Tentunya kubu penantang bertindak rasional yang memberikan keuntungan, yaitu dengan melaporkan blunder yang dilakukan kubu petahana dan mengubah arena pertarungan ke ranah legal. Ini merupakan arena shifting yang klasik, dimana aktor akan menggunakan segala strategi yang menguntungkan agar lawan saingan yang kuat di ranah konvensional akan menjadi lemah apabila berubah arena pertarungan di ranah legal. Mereka (kubu Lisa) akhirnya berhasil memindahkan arena pertarungan dari arena kontestasi popularitas – yang dimana kemungkinan mereka akan kalah didalamnya – ke arena legal-birokratis (Bawaslu), dimana yang diadu adalah bukti pelanggaran pemilu, bukan jumlah suara pemilih.

Kubu Lisa tidak menyerang kebermanfaatan dari program tersebut – yang dimana rakyat menyukai program tersebut dan akan menjadi blunder sendiri bagi kubu Lisa.
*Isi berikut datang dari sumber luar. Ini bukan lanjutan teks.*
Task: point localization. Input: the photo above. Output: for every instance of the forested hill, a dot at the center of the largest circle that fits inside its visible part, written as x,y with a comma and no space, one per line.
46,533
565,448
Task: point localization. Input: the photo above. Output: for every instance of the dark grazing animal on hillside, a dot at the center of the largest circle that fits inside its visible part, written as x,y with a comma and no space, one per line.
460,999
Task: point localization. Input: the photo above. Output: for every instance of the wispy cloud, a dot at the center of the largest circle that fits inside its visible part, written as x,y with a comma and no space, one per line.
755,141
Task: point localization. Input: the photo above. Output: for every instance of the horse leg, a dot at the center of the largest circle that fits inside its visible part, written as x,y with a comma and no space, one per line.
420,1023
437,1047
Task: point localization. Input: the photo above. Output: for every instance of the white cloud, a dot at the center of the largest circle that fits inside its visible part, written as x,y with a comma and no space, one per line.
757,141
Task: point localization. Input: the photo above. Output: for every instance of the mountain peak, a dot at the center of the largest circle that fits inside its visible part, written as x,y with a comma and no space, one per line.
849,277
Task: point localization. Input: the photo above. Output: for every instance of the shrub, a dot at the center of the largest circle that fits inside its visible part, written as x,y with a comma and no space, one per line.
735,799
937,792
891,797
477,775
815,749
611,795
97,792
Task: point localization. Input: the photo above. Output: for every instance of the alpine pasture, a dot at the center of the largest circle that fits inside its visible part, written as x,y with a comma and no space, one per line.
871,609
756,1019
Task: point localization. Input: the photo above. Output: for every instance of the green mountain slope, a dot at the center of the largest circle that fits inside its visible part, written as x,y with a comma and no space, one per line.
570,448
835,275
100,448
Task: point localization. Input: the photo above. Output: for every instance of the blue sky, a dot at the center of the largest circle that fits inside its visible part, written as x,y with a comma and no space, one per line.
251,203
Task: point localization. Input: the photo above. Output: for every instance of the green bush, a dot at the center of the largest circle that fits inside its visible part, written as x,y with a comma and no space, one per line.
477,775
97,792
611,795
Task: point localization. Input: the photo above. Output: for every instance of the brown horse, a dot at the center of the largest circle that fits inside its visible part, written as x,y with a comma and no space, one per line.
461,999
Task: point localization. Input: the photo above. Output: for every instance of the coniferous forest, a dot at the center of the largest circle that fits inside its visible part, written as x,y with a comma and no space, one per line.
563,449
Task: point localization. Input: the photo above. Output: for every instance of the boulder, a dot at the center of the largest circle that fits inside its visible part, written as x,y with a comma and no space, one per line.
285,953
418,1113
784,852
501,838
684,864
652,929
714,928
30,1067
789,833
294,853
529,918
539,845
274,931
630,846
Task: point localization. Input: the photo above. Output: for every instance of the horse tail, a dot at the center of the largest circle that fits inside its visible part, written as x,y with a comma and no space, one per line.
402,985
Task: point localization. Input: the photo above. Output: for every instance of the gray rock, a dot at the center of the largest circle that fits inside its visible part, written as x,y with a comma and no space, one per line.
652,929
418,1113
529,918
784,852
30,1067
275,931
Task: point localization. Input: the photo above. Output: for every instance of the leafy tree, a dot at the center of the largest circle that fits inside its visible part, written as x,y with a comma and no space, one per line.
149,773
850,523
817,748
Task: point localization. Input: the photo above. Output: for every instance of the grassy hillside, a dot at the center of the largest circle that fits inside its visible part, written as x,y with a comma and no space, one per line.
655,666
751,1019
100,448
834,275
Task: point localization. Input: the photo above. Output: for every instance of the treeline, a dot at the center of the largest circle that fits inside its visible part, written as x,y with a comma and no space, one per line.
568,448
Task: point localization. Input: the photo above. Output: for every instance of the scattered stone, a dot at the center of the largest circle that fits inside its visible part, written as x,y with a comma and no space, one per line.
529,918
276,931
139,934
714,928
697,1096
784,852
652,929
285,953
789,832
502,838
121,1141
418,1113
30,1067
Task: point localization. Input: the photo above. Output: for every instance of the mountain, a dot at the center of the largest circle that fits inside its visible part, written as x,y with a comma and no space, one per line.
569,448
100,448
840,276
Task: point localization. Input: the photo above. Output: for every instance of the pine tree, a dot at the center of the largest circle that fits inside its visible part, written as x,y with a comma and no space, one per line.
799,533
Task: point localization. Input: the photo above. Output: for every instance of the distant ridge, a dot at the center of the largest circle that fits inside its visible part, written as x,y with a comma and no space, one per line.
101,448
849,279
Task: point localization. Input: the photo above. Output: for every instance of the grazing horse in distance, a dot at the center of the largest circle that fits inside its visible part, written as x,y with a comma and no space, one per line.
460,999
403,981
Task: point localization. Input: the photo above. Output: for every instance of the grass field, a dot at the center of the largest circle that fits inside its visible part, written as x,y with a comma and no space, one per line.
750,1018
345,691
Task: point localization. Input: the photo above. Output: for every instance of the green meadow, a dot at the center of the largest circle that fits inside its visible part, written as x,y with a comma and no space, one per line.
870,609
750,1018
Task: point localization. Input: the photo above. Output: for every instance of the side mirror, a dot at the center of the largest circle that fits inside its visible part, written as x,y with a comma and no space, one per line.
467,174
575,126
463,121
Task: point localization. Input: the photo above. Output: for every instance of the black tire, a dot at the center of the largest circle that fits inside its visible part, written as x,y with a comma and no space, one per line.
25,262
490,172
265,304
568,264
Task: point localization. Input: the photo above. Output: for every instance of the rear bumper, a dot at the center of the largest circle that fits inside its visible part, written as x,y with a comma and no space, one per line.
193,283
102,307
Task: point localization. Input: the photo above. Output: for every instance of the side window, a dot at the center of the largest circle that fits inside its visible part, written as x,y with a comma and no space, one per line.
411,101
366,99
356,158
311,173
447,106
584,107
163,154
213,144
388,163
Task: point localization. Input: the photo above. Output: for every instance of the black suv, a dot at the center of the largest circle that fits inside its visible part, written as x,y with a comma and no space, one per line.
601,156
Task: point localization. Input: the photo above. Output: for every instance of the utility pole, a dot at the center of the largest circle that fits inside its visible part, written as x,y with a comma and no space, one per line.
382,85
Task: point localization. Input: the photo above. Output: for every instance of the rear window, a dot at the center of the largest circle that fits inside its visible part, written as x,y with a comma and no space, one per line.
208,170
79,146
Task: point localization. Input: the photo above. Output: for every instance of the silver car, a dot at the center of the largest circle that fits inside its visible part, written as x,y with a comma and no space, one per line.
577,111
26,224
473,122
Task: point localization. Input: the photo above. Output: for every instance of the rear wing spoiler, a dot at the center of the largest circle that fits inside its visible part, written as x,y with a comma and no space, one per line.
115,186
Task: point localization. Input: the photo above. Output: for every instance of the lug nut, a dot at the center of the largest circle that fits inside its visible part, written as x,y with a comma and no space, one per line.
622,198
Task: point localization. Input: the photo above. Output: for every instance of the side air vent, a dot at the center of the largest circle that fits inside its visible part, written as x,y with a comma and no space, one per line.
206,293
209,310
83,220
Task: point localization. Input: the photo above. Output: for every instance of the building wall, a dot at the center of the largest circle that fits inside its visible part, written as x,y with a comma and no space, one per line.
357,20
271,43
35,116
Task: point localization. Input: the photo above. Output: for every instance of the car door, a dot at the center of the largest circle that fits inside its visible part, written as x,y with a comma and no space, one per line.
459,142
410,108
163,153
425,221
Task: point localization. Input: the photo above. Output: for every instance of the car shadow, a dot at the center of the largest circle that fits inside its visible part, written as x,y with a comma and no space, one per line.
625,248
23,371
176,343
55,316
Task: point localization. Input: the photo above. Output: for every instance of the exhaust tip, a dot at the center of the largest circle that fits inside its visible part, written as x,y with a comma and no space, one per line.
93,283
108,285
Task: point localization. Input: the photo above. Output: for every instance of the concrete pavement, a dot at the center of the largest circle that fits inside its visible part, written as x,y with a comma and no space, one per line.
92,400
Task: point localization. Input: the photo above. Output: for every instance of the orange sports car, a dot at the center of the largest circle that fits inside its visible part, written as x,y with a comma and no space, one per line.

Tapi mereka menyerang metode branding yang digunakan oleh pihak petahana. Stategi yang cerdas diambil oleh kubu Lisa, namun sulit untuk Bawaslu Kalsel. Bawaslu, sebagai institusi dihadapkan dilema yang mempertaruhkan kredibilitas mereka. Jika mereka menolak laporan pihak Lisa, mereka dituduh sebagai simpatisan dan membiarkan bukti kecurangan tetap ada dan menghancurkan kredibilitas mereka sebagai pengawas pemilu. Sebaliknya, jika mereka menerima laporan, mereka dianggap mengambil langkah politik yang ekstrem dengan mencederai hati rakyat demi kepatuhan prosedural yang kaku semata.

Sebagai institusi yang juga memiliki rasional, Bawaslu mengambil langkah yang ekstrem dengan menerima laporan yang diajukan Lisa dan memberikan Sanksi kepada pihak petahana (Aditya-Abdullah) berupa diskualifikasi. Alasan mudah untuk mengetahui kenapa Bawaslu megabulkan laporan itu: kehilangan kredibilitas lebih mahal dan berdampak jauh lebih besar daripada hanya menanggung biaya sumbu pendek politik (demokrasi substantial). Ini jelas dalam dunia RCI: Bawaslu merupakan wasit dalam pertandingan walikota Banjarbaru yang terikat oleh “rulebook”. Jelas adanya aturan main yang memaksa tangan mereka untuk mengambil keputusan yang bijak demi menegakkan keadilan dalam permainan.

Meskipun perjalanan pilkada Banjarbaru 2024 tidak mudah dan dramatis hingga diadakan PSU ulang akibat kesalahan dari KPU Banjarbaru sendiri yang tidak menyediakan surat suara baru yang berisikan kotak kosong pada kertas pemilihan. Namun dalam hal ini, dalam perspektif RCI merupakan sebuah mahakarya drama politik yang menarik yang sarat akan kalkulasi politik, blunder petahana, dan pemanfaatan aturan main secara presisi.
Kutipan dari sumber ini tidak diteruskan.